Finance Secretary Derek Mackay today sought to reassure Scots that the switch would not happen until “residents and businesses” are prepared, as he addressed MSPs at Holyrood.
The UK pound would be used in the interim, but this would leave Scotland’s monetary policy in areas like interest rates in the hands of the UK Treasury.
Opponents claimed that the proposed new Scottish currency would be “catastrophic” for families and businesses.
The SNP leadership suffered an embarrassing defeat at the party’s conference on Saturday as delegates voted to fast-track the proposed transition to a new currency “as soon as is practicable” after a Yes vote, with a decision to be taken on the new currency within five years of independence.
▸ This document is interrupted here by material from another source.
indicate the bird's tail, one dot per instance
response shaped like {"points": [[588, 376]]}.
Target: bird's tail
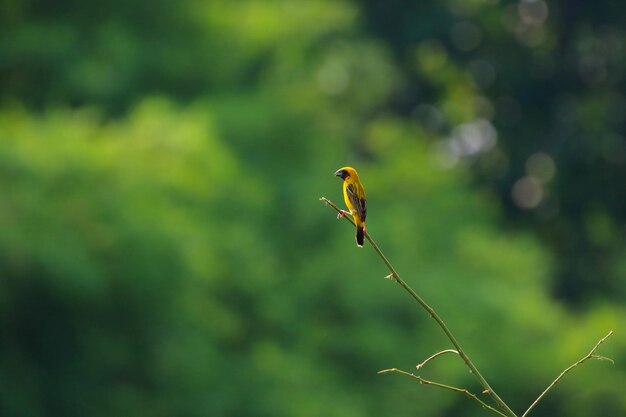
{"points": [[360, 235]]}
But Mr Mackay told MSPs today: “Our position is clear - until a new currency can be safely and securely established in the interests of the whole economy, the currency of an independent Scotland should continue to be the pound sterling.”
The new policy marks a departure from the 2014 plan to retain the pound in a currency union with the rest of the UK. The leadership did see off party activists seeking to ditch six fiscal tests to be met before the transition to a new currency takes place. Mr Mackay said today one of these is the “financial requirements of Scottish residents and businesses.”
Others include bringing down the country’s deficit, as well as building up cash reserves and credibility of the country’s new central bank.
“Our proposals are to keep the pound in the immediate term,” he added.
“An SNP Government will take the steps necessary to enable the Scottish Parliament to authorise the preparation of a Scottish currency as soon as practicable after independence.”
Nationalist MSP Bruce Crawford, convener of Holyrood’s Finance committee, also sought to play down the impact of the new policy.
“The currency that the people of Scotland will use the day before an independence vote will be the same currency they will use the day after, the day after that and the day after that - that being the pound.”
But the Tory Finance spokesman Murdo Fraser accused the SNP of seeking to backtrack on its new economic plan.
“That’s been three days since the vote at his conference and already the cabinet Secretary is in full retreat form the position set out at the conference,” he said.
Labour Finance spokesman James Kelly said the pound would be “immediately replaced” by a new Scottish currency.
“The effect this would have on people’s mortgages, savings and pensions is that they would need to be converted into a new currency from sterling at a cost of up to 30%.
“This would have a catastrophic impact on business and the economy.”
Scottish families and businesses would be “significantly worse off”, he added.